As he and his one-eyed partner, Mike, struggle to return her, they uncover corruption that goes to the top of the company. They also stumble on a new source of energy.
Amid the chase scenes, the disguises and the near misses are a series of business lessons, given by big, hairy cartoon monsters in a smokestack industry.
Buy some popcorn and expense it. Here goes:
• Top-down management doesn't always lead to innovation.
The Monsters, Inc. CEO realized his company would die if it didn't innovate.
"But his approach was typical of what a large, monopolistic company ends up doing — running the company from the board room," said Prashant Kohli, director of strategy and marketing at Upstream, a customer-service outsourcing company.
Isolated from other ideas, and sure he won't get caught, the CEO bets the company's future on an illegal project, which he pursues in secret.
• Leadership doesn't have to come from the top.
"It comes from everywhere in the organization," said Kohli, talking about Sulley, who ends up rising from the factory floor to the chief executive's suite. "It requires everyone to take a stand for their beliefs."
Looking at the history of some free-agent, name-brand cowboy CEOs — Al Dunlap springs to mind — one can't help but think that a worker who rose through the ranks could do a lot better.
From-the-floor management has worked for United Parcel Service for 94 years.
Every executive at the company started by driving a route, sorting packages or working as an administrative assistant.

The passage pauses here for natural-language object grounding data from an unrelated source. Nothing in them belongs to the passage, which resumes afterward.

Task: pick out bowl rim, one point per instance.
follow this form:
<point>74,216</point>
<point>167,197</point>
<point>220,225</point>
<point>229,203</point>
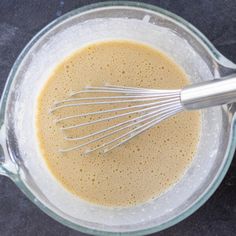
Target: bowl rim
<point>196,34</point>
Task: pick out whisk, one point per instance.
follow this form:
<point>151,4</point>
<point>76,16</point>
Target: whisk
<point>135,110</point>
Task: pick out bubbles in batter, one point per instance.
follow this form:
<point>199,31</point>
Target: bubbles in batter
<point>143,168</point>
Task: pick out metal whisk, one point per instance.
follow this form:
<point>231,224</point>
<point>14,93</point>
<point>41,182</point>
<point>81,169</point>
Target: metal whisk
<point>134,110</point>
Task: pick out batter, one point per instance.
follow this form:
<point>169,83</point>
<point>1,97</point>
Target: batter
<point>143,168</point>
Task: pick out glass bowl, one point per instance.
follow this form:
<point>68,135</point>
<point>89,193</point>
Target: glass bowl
<point>20,158</point>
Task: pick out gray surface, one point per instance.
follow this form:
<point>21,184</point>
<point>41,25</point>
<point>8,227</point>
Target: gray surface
<point>20,20</point>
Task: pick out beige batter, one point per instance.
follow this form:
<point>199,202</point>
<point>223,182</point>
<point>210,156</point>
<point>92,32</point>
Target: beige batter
<point>144,167</point>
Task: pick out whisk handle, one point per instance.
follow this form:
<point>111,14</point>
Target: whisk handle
<point>211,93</point>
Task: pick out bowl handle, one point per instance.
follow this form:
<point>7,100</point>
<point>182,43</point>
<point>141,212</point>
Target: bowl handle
<point>7,166</point>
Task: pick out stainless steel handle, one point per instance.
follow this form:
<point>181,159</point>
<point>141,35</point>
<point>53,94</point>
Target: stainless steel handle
<point>210,93</point>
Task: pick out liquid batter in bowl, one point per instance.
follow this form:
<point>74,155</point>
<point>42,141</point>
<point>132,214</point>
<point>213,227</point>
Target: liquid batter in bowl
<point>139,170</point>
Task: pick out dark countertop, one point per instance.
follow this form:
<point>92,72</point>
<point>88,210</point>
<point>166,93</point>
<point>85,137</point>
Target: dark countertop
<point>20,20</point>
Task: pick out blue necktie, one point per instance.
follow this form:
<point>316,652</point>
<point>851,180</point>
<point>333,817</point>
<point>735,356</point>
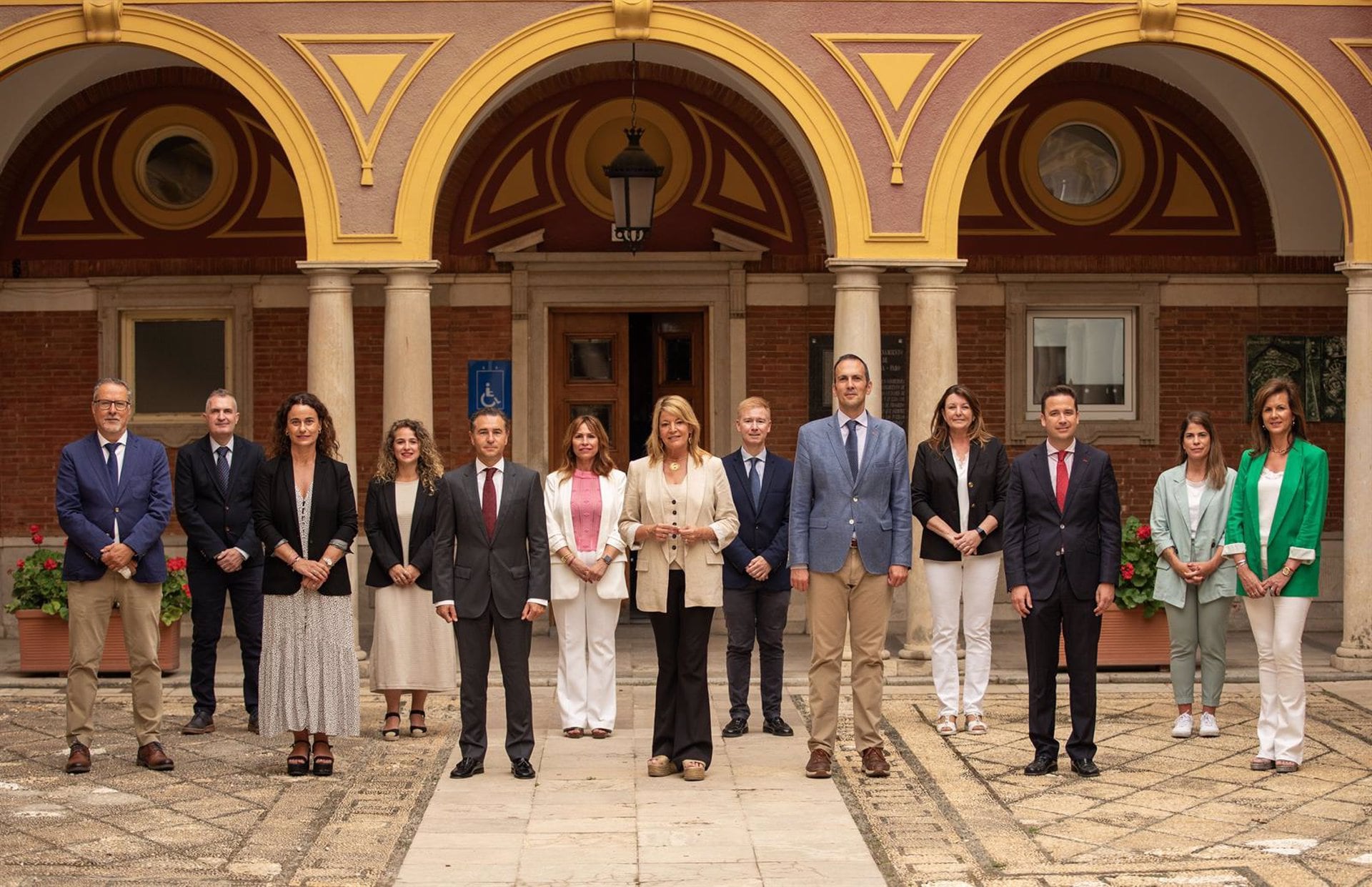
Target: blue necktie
<point>224,470</point>
<point>852,447</point>
<point>111,467</point>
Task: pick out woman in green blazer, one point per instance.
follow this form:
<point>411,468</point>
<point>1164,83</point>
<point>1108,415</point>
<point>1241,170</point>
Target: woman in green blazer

UPS doesn't have a "name" CEO. Instead, it has James Kelly, who started with the company in 1964, driving a route.
The management model gives part-time night-shift workers something to strive for and corporate executives something to remember.
• Friends (and partners) at work aren't a distraction; they're essential.
Mike and Sulley work together as a unit, even though Sulley is a high-visibility star and Mike is his seldom-seen helper.
Think of celebrity chef Wolfgang Puck, who has become his own brand, complete with restaurants, five cookbooks and his own line of frozen food. His success is thanks in no small part to the tireless hard work of his wife and business partner, Barbara Lazaroff, whom hardly anyone outside the restaurant business has ever heard of.
• Think about how employees are compensated.
Is the company rewarding behavior that will keep the company alive for another century? Under the rewards system in the movie, "you had to work harder to get more screams, not think of new technology," Minow said. In the end, it is new technology that saves the company.
• Companies don't always regulate themselves.
Yes, the regulators who monitor Monsters, Inc. are overzealous. Yes, they overreact to even the tiniest sock from the human world. In the end, though, they save the day, foiling an evil scheme, uncovering corruption that goes all the way to the top of the company.
Not to give away too much, but the thought that the dour woman in a baggy cardigan in accounting might be an undercover investigator would chill hearts in many a boiler room.
• A humble leader is an effective leader.
When Sulley takes the top spot, he doesn't hide in his office. In the business world, Jim Donald, the chairman and chief executive officer of Pathmark Stores, is known for spending serious hours out of the office and in the stores. Likewise, Warren Buffett uses his self-deprecating humor and folksy speaking style to win over investors.
All in all, the movie is "a strong endorsement of innovative technology, changing with the times, and, of course, renewable energy," Minow said.